Rock art, Derrynablaha, Co. Kerry
Co. Kerry |
Settlement Sites
On a hillside in Derrynablaha, in the south of the Iveragh Peninsula, a large sandstone boulder sits at the edge of a young forestry plantation, its flat upper surface carrying marks that were already ancient when the first medieval monasteries were being built in Kerry.
What makes it unusual is partly what it is, and partly how little of it remains legible. The decorated area measures just 0.70 metres by 0.43 metres, a modest patch on an otherwise rough and fractured rock that stands two metres high and stretches more than five metres east to west.

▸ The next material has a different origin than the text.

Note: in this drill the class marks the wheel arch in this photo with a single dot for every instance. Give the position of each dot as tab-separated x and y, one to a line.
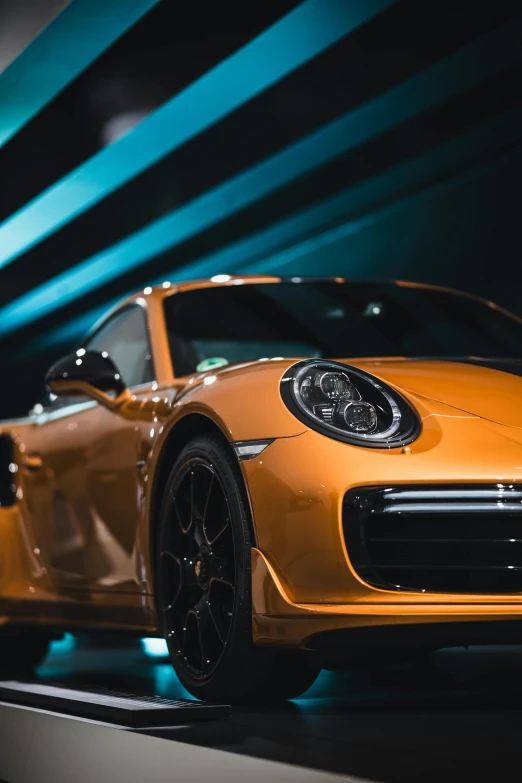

The boulder is a glacial erratic, meaning it was carried here by ice and deposited far from its original geological context, long before anyone thought to carve into it. At some point in prehistory, someone worked the flat table-top surface of this displaced rock, cutting two simple cupmarks, each between four and five centimetres across, and three cup-and-ring motifs. Cup-and-ring marks are among the most widespread yet least understood forms of prehistoric rock art found across Atlantic Europe; they consist of a central hollow, the cup, surrounded by one or more incised concentric rings. The rings at Derrynablaha are approximately 13.5 centimetres in total diameter, with the carved channels only two millimetres deep. One of the three may have carried a second ring, though the weathering is severe enough that this cannot be confirmed with certainty. The motifs are confined to the south-western corner of the decorated surface, and all of them are very faint. The Kealduff River runs close to the north-east of the site, and the slope faces east, sitting at roughly 101 metres above sea level. Trees from the adjacent plantation are encroaching from both east and west, a slow pressure that does nothing to help the long-term visibility of the carvings.